Second, and far more complex, is the task of appropriately relaxing U.S. sanctions to support legitimate earthquake relief without fueling the regime’s longstanding campaign to evade responsibility for its numerous violations.”
The crux of the problem is that transactions with the “Government of Syria” cannot be sufficiently differentiated from the activities of sanctioned individuals and entities affiliated with the Assad regime and its networks, the Martin J. Gross Senior Fellow said.
The Washington Institute for Near East Policy recommended that the US administration conduct an intelligence assessment, using satellite images, about the devastation left by the earthquake to distinguish it from the devastation caused by the regime’s bombing in order to determine the places where the earthquake aid will be spent, and to what degree it is transferred to the regime’s reconstruction activities.
The senior researcher at the Omran Center for Strategic Studies, Dr.

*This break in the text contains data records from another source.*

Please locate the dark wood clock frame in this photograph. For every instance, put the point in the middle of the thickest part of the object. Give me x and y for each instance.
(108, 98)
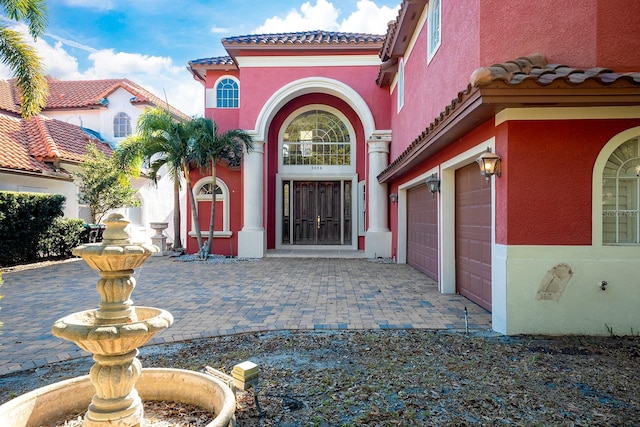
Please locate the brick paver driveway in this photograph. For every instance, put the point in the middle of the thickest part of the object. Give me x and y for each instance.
(209, 300)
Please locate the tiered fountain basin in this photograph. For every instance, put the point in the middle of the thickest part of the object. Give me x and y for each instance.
(85, 329)
(64, 399)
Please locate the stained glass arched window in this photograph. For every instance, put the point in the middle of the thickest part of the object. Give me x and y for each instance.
(316, 137)
(227, 93)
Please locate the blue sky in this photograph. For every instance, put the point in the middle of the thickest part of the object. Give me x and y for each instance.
(151, 41)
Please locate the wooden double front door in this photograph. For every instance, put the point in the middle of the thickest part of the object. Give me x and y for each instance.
(316, 212)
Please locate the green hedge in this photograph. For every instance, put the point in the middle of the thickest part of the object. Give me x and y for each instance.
(63, 235)
(25, 219)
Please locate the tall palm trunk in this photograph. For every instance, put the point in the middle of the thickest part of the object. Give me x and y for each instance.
(194, 207)
(212, 218)
(177, 237)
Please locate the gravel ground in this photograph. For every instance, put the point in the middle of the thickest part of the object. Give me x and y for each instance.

Sinan Hatahet, believes that the exceptions issued have a greater political impact than the economic one.
The authorizations and exemptions constitute the establishment of a new reference that can be relied upon later in changing the nature of the regime’s relationship with the international community.

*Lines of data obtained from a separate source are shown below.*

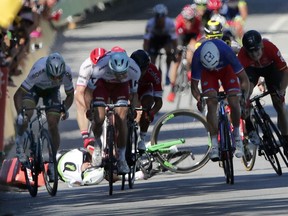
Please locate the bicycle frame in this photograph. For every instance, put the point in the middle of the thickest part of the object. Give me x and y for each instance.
(264, 128)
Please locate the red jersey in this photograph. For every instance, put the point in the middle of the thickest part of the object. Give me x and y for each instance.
(181, 27)
(271, 55)
(151, 81)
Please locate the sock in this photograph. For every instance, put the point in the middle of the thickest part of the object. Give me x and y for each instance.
(121, 154)
(214, 141)
(84, 134)
(143, 135)
(236, 131)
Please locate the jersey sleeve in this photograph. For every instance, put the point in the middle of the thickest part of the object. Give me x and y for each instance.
(67, 80)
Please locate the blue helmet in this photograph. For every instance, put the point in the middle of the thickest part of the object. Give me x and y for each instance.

The regime is trying to exploit these licenses at the political level by reopening relations with countries and mobilizing support to re-float itself at the regional and international levels, according to the researcher.
On the economic level, money transfers through unlimited official or private channels, such as Western Union, can benefit the regime by entering the market with foreign exchange, but with a “temporary and unsustainable” effect, unable to improve the economic situation, according to Hatahet.
At the level of individuals, Hatahet said, these licenses will lead to a “temporary and limited” benefit in receiving remittances more easily, in parallel with the response of Syrian migrants or refugees abroad to send aid to their affected families in Syria.
Taking advantage of quake disaster continues
The earthquake catastrophe was accompanied by calls from activists on social media to lift the sanctions on the regime under the pretext that it stands as an obstacle to providing aid to the Syrian people.
This was reinforced by the statement of the regime’s Ministry of Foreign Affairs, which stated that the sanctions prevent the entry of heavy equipment and tools for removing rubble.
Washington confirmed at the time that lifting sanctions on the regime in these critical circumstances, in reference to the consequences of the earthquake, might lead to counterproductive results, according to what the US State Department spokesman, Ned Price, said during a press briefing on February 6.
After the United States issued the new licenses on sanctions, the regime’s campaign did not stop. Rather, its Ministry of Foreign Affairs reiterated its demand to cancel them in response to the decision of the US Treasury Department, describing the decision as “misleading, and provides for a partial and temporary freeze of some unilateral and lethal coercive measures imposed on the Syrian people.”
In the same time, statements and electronic campaigns continued on social media from loyal activists calling for the cancellation of the sanctions, which were met with clarifications from the European Union and the US Treasury regarding the new licenses, noting that the sanctions would not affect humanitarian aid.